– А машина сказала правду?

– Вовсе нет! – засмеялся Севран. – Супруге пришлось доказывать, что железяка ее оклеветала! Вышла целая трагедия… И это не единственный случай. Чуть какое затруднение, люди бегут крутить ручку… Честное слово, машина меня превзошла.

– А чего вы в сущности хотели?

– Построить бесполезный механизм. Я хотел воздвигнуть памятник во славу механике! И чтобы почтить ее красоту, я хотел, чтобы машина была бесполезна, чтобы главным назначением ее механизма было работать и чтобы, глядя на нее, можно было сказать: «Она работает!» Слава движению и слава бесполезному и нелепому! Слава рычагу, который толкает, слава колесу, которое крутится, слава поршню, который давит, валику, который вращается! А все ради чего?

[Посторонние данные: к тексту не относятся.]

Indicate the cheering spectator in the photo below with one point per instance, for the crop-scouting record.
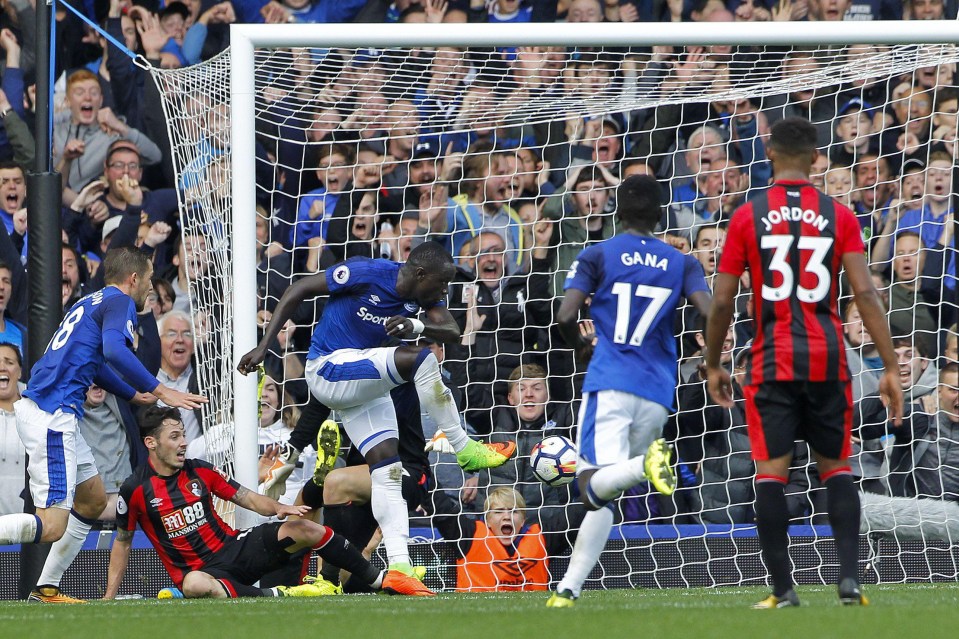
(82, 135)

Чтобы толкать, крутить, давить и вращать!

– И в конце концов бесполезная машина пригодилась, не так ли?

Луи, слушая речи инженера, отдыхал и забивал шар за шаром. Севран весело болтал, опершись на кий, и забывал об убитом псе.

– Вот именно! Это фабрика ответов на наболевшие вопросы! Поверьте, к нам за ними едут отовсюду, за двести километров! Не затем, чтобы на нее поглядеть, Кельвелер, а чтобы задать вопрос!

Луи выиграл первую партию, Севран попросил дать ему отыграться и заказал стаканчик белого вина. Народ из бара постепенно подтягивался к бильярдному столу, чтобы следить за игрой. Люди подходили и уходили, делали замечания, а также спрашивали у инженера, что ответит его машина. На улице по-прежнему лил дождь. К пяти часам Луи осталось забить лишь седьмой шар.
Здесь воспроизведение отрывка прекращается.